‘White Heat,’ Marco Pierre White book that revolutionized restaurants, reappears
It’s the look that launched a thousand cooking careers. Marco Pierre White stares out from the page, nearly gaunt, the lines on his face etched even deeper by the black and white photography. A cigarette dangles from his lips, and his long hair is wild and looks like it may not have been washed in days. His eyes are haunted but burn with an unmistakable fire.
FOR THE RECORD:
Marco Pierre White: In the April 11 Saturday section, an article about Marco Pierre White’s book “White Heat” misspelled French chef Marc Meneau’s last name as Menou. —
Every bad-boy chef around the world — of either gender, whether they know it or not — traces their lineage to White, as captured by photographer Bob Carlos Clarke in the book “White Heat.”
Little noticed by the world at large when it was published, the book has become one of the founding documents of modern restaurant life. First editions are rare and sell for more than $100.
And now Mitchell Beazley has republished it in a hardcover 25th anniversary edition called, simply “White Heat 25.”
White was the youngest chef ever to win three Michelin stars at his Restaurant Marco Pierre White in London in 1995, but he was a chef with a different worldview.
Before White, serious kitchens were run like military units, buttoned down, shipshape and spotless. He made working in a kitchen look more like joining a rock band.
“Bob Carlos Clarke’s photos of a young, furiously driven, stressed out Marco Pierre White were revolutionary for a number of reasons,” says Anthony Bourdain, a bit of a bad boy himself back in his chef days.
“They depicted a backstairs subculture of professional cooking in a way not previously seen in a cookbook. They paired photos of classically beautiful food with a chef who looked like a real chef — not a god from a faraway land.
“They were borderline homoerotic in their near fetishistic lingering on a frankly beautiful Marco. They singlehandedly made chefs ‘hot’ and sexually desirable.
“Marco’s long, scraggly hair, attitude — and the shots of him casually smoking — brought a rock and roll panache to what was previously seen as a pantheon of portly, unapproachable, middle-aged French guys.”
The images are so archetypal that restaurant supplier J.B. Prince sells a Marco Pierre White T-shirt for $27.
Ludo Lefebvre, chef and owner at Los Angeles’ Trois Mec and Petit Trois, becomes almost ecstatic when talking about the book. White’s image was revolutionary in a cooking world where, he says, his boss Marc Meneau once sent him home to shave his head because his hair was messy.
“I loved it, I loved it, I loved it!” Lefebvre says. “All my life I had had to be so spotless, looking at the book gave me the inspiration to be me, you know, the sexy French chef. Before I always felt like I was in a straitjacket. Everything was so serious.
“Marco Pierre White was the first and the only rock star chef in the kitchen,” he says. “Nobody can do that the way he did — the look, the energy.

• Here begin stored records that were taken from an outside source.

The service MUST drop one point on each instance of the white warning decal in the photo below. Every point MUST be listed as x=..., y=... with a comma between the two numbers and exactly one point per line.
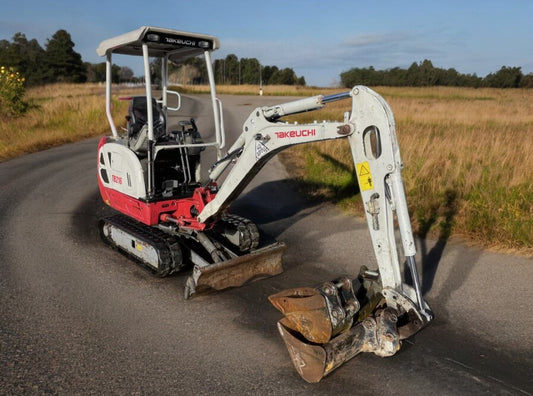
x=260, y=149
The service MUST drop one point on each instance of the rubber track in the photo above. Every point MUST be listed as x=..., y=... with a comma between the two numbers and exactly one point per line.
x=164, y=243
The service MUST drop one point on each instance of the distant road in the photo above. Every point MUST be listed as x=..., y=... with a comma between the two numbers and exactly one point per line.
x=78, y=317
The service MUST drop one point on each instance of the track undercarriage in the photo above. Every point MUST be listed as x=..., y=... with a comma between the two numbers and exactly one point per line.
x=228, y=255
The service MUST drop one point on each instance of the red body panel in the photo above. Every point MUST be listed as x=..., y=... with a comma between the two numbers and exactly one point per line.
x=182, y=211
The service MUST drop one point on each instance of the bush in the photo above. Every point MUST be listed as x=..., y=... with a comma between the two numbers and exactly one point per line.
x=12, y=92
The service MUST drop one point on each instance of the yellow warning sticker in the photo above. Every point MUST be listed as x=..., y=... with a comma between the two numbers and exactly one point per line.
x=365, y=176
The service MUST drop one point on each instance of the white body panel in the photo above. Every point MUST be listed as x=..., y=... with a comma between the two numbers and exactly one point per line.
x=123, y=169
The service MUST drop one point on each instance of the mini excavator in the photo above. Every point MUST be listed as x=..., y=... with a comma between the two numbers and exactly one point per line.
x=168, y=219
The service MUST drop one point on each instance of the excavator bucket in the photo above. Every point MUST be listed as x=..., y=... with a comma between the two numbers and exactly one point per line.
x=314, y=361
x=259, y=264
x=326, y=326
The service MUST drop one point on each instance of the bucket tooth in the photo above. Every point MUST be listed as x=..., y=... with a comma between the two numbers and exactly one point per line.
x=259, y=264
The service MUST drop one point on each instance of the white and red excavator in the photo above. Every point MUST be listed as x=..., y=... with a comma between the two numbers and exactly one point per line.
x=168, y=219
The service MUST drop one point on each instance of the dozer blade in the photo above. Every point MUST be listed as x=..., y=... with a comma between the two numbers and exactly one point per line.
x=261, y=263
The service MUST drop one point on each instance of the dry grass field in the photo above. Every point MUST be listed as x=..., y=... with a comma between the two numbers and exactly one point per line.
x=468, y=156
x=468, y=153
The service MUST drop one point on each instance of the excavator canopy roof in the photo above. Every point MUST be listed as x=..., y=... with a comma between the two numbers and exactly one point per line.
x=177, y=44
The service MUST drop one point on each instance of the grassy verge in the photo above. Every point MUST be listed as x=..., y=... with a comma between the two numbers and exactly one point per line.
x=468, y=157
x=59, y=113
x=468, y=153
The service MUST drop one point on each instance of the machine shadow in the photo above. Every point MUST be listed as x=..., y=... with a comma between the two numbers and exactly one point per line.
x=442, y=216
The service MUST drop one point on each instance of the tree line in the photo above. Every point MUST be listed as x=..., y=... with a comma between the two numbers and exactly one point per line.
x=424, y=74
x=59, y=62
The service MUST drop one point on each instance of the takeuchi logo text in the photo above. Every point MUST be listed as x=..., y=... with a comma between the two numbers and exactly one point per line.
x=295, y=133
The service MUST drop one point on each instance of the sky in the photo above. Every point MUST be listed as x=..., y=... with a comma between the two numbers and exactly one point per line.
x=317, y=39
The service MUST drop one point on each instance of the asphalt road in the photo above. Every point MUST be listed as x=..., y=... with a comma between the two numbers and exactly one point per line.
x=79, y=318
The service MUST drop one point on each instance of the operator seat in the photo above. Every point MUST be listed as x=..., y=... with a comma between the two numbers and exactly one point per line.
x=138, y=123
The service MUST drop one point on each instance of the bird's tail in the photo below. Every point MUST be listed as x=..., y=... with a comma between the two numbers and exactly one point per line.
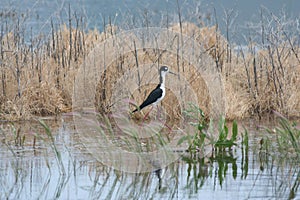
x=137, y=109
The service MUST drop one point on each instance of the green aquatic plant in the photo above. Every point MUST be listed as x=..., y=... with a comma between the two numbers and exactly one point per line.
x=196, y=141
x=223, y=142
x=198, y=120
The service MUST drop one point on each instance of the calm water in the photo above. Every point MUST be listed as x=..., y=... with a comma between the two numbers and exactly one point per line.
x=30, y=169
x=36, y=15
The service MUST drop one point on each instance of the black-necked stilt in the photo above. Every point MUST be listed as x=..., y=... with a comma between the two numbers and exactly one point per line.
x=158, y=93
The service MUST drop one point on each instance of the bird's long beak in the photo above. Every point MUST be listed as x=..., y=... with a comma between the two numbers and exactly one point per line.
x=172, y=73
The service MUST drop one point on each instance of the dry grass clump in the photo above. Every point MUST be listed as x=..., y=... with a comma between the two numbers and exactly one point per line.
x=38, y=78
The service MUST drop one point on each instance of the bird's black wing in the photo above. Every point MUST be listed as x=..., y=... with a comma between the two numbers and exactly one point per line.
x=152, y=97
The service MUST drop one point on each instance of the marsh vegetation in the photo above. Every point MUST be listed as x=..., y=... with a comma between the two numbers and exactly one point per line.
x=251, y=150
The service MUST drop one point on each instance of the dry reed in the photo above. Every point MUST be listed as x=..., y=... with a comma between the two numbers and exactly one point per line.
x=38, y=78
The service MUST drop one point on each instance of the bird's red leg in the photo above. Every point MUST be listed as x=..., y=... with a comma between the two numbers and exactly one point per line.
x=158, y=117
x=147, y=113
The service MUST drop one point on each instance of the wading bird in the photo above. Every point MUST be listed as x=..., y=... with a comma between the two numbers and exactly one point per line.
x=158, y=93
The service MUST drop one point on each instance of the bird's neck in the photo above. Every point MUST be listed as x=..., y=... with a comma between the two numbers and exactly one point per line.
x=162, y=79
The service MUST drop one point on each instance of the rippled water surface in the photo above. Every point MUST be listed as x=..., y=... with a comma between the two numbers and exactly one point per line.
x=36, y=166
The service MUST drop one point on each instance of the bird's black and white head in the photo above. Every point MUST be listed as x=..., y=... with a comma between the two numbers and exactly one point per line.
x=163, y=71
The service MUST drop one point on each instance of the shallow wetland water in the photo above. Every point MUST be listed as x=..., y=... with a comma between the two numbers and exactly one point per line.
x=35, y=166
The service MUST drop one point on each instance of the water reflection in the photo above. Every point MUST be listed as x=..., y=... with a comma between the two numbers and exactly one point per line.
x=29, y=170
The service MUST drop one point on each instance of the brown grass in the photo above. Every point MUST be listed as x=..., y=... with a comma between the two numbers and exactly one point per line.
x=38, y=79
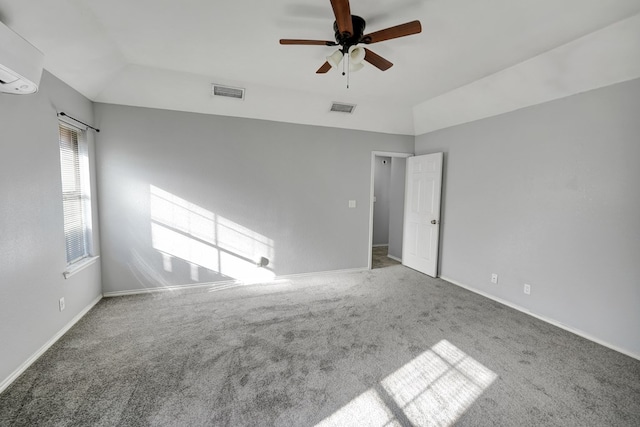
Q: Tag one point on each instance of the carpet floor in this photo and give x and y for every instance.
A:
(387, 347)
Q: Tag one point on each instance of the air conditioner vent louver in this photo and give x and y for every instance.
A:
(227, 91)
(339, 107)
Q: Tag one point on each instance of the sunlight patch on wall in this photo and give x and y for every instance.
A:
(434, 389)
(185, 231)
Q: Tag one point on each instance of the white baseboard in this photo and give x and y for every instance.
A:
(167, 288)
(544, 319)
(11, 378)
(226, 283)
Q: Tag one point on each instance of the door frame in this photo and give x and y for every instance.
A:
(375, 154)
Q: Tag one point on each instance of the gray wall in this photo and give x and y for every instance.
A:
(241, 189)
(396, 205)
(549, 196)
(381, 184)
(32, 244)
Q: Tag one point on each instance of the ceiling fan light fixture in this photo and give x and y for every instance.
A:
(356, 55)
(335, 58)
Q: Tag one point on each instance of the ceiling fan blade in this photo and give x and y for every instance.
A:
(325, 67)
(342, 12)
(407, 29)
(308, 42)
(376, 60)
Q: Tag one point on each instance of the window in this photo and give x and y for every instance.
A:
(76, 196)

Nobody can be like him. He was the first rock star chef and maybe the only one.”
But there was more to White than swag. Mario Batali, who worked for White early in his career, calls him a “celebrity cook,” not chef, and means it as a compliment.
“He worked the line, he cleaned the hood, he smoked with a sturgeon on his lap, he was street tough, not media polish.
“Working with Marco was like swimming in the eye of a hurricane, calm for moments, minutes, even hours, and then from nowhere a thunderbolt of anger or joy followed by a bollocking embarrassing to both the berated and the abuser.
“His food was so smart and for me at the time so revolutionary, that it was worth sticking out the eight months. We parted as mortal enemies and rediscovered our friendship through the lens of Bill Buford’s ‘Heat.’ We have been good friends and close confidants ever since.”
That’s the side of White that appeals to Republique owner Walter Manzke, who has always seemed very happy in his starched whites and high-and-tight haircut.
Nevertheless, hanging center stage at Republique restaurant is one of Clarke’s photos. Manzke hopes that picture will eventually become the start of a pantheon of chefs who have influenced him — Joel Robuchon, Charlie Trotter, Joachim Splichal.
And though Manzke acknowledges that it was the sexy rebel look that first drew him to White when he was a kid starting out, now he sees something different.
“Everybody says that when they look at the picture, it kind of gives you the Keith Richards image, but from what everybody who worked with him says, he was absolutely not like that,” Manzke says.
“He was very dedicated, very straight, completely hard working. The lines that are carved into his face are from the hard work and stress. That’s the real life of a chef you’re seeing there.”
Indeed, White’s star burned brightly but briefly. Only four years after winning his third Michelin star White publically retired. Now 53, he has returned to the restaurant business, but without reaching the same glory. A recent review of his St. James Rib Room and Oyster Bar called it “a sausage factory of mediocrity.”